By Aaron Calvin
COLUMNIST
“Transatlanticism,” Death Cab For Cutie’s fourth studio album, turned 10 this year. It’s not their best album – that’s “We Have The Facts And We’re Voting Yes” – and it’s not their most commercially popular, – that’s “Plans.” – but it may be the most important song in the band’s discography.
“Transatlanticism” is pervasive across all different platforms of media and firmly lodged within the minds of countless kids moping throughout America. I was among them.
The iconic black crow, tangled in red string hit shelves in Oct. 7, 2003, but I didn’t find it until 2006, the fall of my freshman year of high school. Albums like this hit you at a pivotal moment and they stick. As you grow and change, its meaning changes with you – to a point.
My relationship with this album can be traced through how I related to the title track over the years. The song, “Transatlanticism,” is the longest song on the album. Piano chords accompany Ben Gibbard’s plaintive desire to travel just by folding a map. This swells into the chant of “I need you so much closer,” which builds up to the final pleas of “So come on.” At the time, it seemed earth-shattering, a state more intimate and desperate than anything I’d heard before.

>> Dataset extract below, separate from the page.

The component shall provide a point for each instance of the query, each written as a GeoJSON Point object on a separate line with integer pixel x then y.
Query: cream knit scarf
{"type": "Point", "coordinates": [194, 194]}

The first time I heard “Transatlanticism,” was also the first time I fell in love. I would listen to the song and look out my bedroom window, feeling the kind of distance from my girlfriend that only dumb teens without a driver’s license feel.
A few years later, I was with someone else who was a year older than me. When she went to college a thousand miles away, the song matched my own restless feeling of being too far away. That relationship burned out and I moved away from the state I had lived in my entire life. I would let it play when the song came on shuffle as I sat in my dorm room and I thought about the people I used to see, the roads I used to drive every day.
A few years later, I returned to my home state for a festival headlined by Death Cab For Cutie. When the sun set on one of the hottest days of that summer, I heard “Transatlanticism” live for the first time and it didn’t hit me that hard. There was no moment. I was leaving the song behind.
A lot of reactions to the tenth anniversary of this album are nostalgic. It’s one of those milestones that prompts people to say “Wow, it was that long ago,” and “We’re so old now.” But to me, it serves as a reminder that the music that strikes you when you’re 15 is not going to mean the same thing at 21. As you grow and change, so do the things that mean the most to you. And that’s how it should be.